The homicide detectives started gathering in the bull pen. Heat quickly signed vacation authorizations for some patrol officers and staff, accepted an invitation to speak at a school assembly at
P.S. 199, and then hurried into the squad room to join the briefing.
She hadn’t missed much. Raley and Ochoa, back from the previous day’s field trip to Peekskill, were getting filled in by Detective Rhymer on the Wilton Backhouse incident and his
self-imposed exile. Rook added that both he and Heat had been dialing the professor’s cell phone compulsively, as well as emailing and texting. “No pickups, no call backs, no texts, and
the emails are now bouncing back with an I’m-out-of-the-office message.”

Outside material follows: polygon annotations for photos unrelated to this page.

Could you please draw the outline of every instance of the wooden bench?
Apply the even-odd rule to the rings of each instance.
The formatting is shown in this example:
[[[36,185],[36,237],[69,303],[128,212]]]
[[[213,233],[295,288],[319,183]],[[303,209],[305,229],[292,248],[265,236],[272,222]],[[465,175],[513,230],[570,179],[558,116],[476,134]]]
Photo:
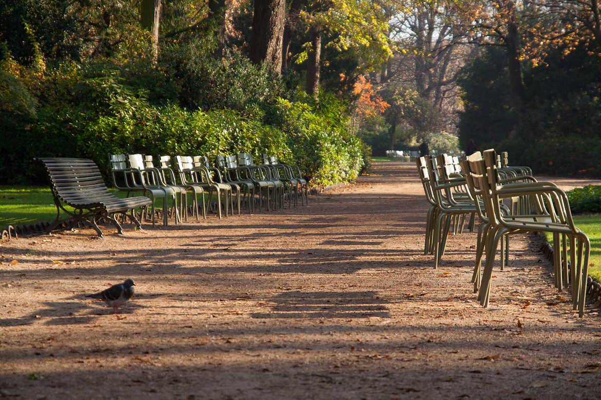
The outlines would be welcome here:
[[[133,212],[129,210],[145,207],[151,200],[145,196],[121,199],[108,191],[100,171],[91,160],[84,158],[37,158],[43,163],[50,176],[50,188],[56,206],[56,218],[47,228],[49,233],[58,225],[72,220],[77,223],[88,220],[92,227],[103,237],[102,231],[96,224],[99,218],[106,218],[123,233],[121,225],[114,218],[115,213],[127,216],[138,228],[142,226]],[[72,207],[69,210],[64,204]],[[59,219],[61,210],[68,218]]]

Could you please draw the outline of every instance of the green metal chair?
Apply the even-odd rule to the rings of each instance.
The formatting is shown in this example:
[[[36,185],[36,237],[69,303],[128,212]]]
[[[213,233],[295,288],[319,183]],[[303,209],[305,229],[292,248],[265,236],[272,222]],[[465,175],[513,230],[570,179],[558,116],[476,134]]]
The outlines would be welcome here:
[[[566,194],[552,182],[501,184],[496,171],[497,158],[494,150],[486,151],[484,160],[468,160],[468,164],[474,185],[481,191],[492,225],[486,239],[486,261],[478,293],[480,303],[484,306],[489,303],[493,265],[501,237],[508,234],[528,231],[550,232],[554,236],[555,286],[561,291],[564,281],[571,282],[573,305],[575,309],[578,309],[579,316],[582,317],[590,244],[587,236],[574,225]],[[535,198],[535,203],[538,204],[540,210],[546,213],[515,215],[502,212],[500,204],[502,200],[516,196]],[[569,272],[567,239],[569,239],[572,266]]]
[[[200,204],[198,203],[198,197],[200,197],[201,201],[202,201],[202,210],[203,210],[203,218],[206,219],[207,218],[207,210],[205,206],[204,201],[204,190],[203,189],[203,187],[200,185],[194,184],[184,184],[181,182],[177,182],[176,179],[176,175],[175,172],[171,168],[171,156],[170,155],[160,155],[159,156],[159,159],[160,161],[160,171],[163,176],[166,176],[169,177],[169,182],[173,182],[174,184],[177,184],[181,187],[184,188],[186,191],[189,191],[192,196],[192,216],[196,215],[196,220],[198,221],[200,220],[199,218],[199,212],[198,209],[200,208]],[[186,196],[186,210],[185,210],[186,220],[188,221],[188,196]]]
[[[234,161],[235,163],[235,161]],[[236,185],[242,195],[242,204],[246,204],[248,213],[254,212],[255,185],[251,181],[242,179],[235,168],[229,169],[225,161],[225,156],[218,155],[215,157],[215,165],[219,170],[222,179],[224,183]]]
[[[175,223],[177,224],[180,220],[179,212],[177,208],[177,196],[180,191],[174,188],[162,184],[160,174],[157,169],[147,168],[142,154],[129,154],[127,156],[130,167],[137,171],[136,174],[132,175],[134,177],[133,185],[134,187],[143,188],[147,193],[151,195],[153,200],[153,226],[154,224],[154,199],[163,199],[163,225],[166,226],[169,220],[168,199],[171,198],[173,205],[171,207],[171,213],[174,216]]]
[[[212,198],[213,194],[215,193],[217,197],[217,214],[221,219],[222,216],[222,190],[219,185],[216,183],[212,182],[208,173],[206,172],[206,169],[201,166],[195,167],[194,166],[194,158],[190,156],[182,156],[177,155],[175,156],[175,162],[177,164],[177,168],[179,170],[180,173],[180,180],[182,183],[184,185],[197,185],[203,188],[203,190],[209,194],[209,204],[208,204],[207,208],[210,206],[211,200]],[[229,190],[230,187],[228,187],[226,189],[224,188],[224,190]],[[227,209],[227,197],[225,197],[226,201],[225,201],[225,215],[227,216],[228,209]]]
[[[204,168],[211,182],[216,184],[220,189],[224,191],[226,203],[229,199],[230,207],[231,209],[232,215],[234,215],[233,194],[234,192],[236,192],[236,203],[238,204],[238,215],[240,215],[240,186],[237,184],[225,182],[221,176],[221,173],[219,172],[219,170],[211,166],[209,163],[209,158],[206,156],[194,156],[194,166],[197,167],[200,166]],[[227,210],[227,207],[225,209]]]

“Dude’s not careful, it’s going to be an I’ve-been-offed message,” said Feller.
Inez Aguinaldo took her seat. “Cranky Randy this morning.”
“It’s my default setting. You’ll get used to it.”
“Let’s get into Fred Lobbrecht,” said Heat. “Inez, you covered the accident report, right?”
“Yes. I made friends with a clerk at the DMV in Albany who overnighted a photocopy of the MV-104 and Trooper Lobbrecht’s notes, diagrams, and photo documentation of the scene.”
The detective moved to the side of the room and brought up front a bulletin board on which she had posted enlargements for the meeting. “I’ll walk you through a couple of items of note.
First, this accident scene didn’t fall in Trooper Lobbrecht’s jurisdiction, which was Troop NYC, posted in Richmond County which, as you know, is Staten Island, a long way from
Peekskill. When he called in the crash, he said he happened to be in transit on that road and observed the victim’s car smashed into the tree.”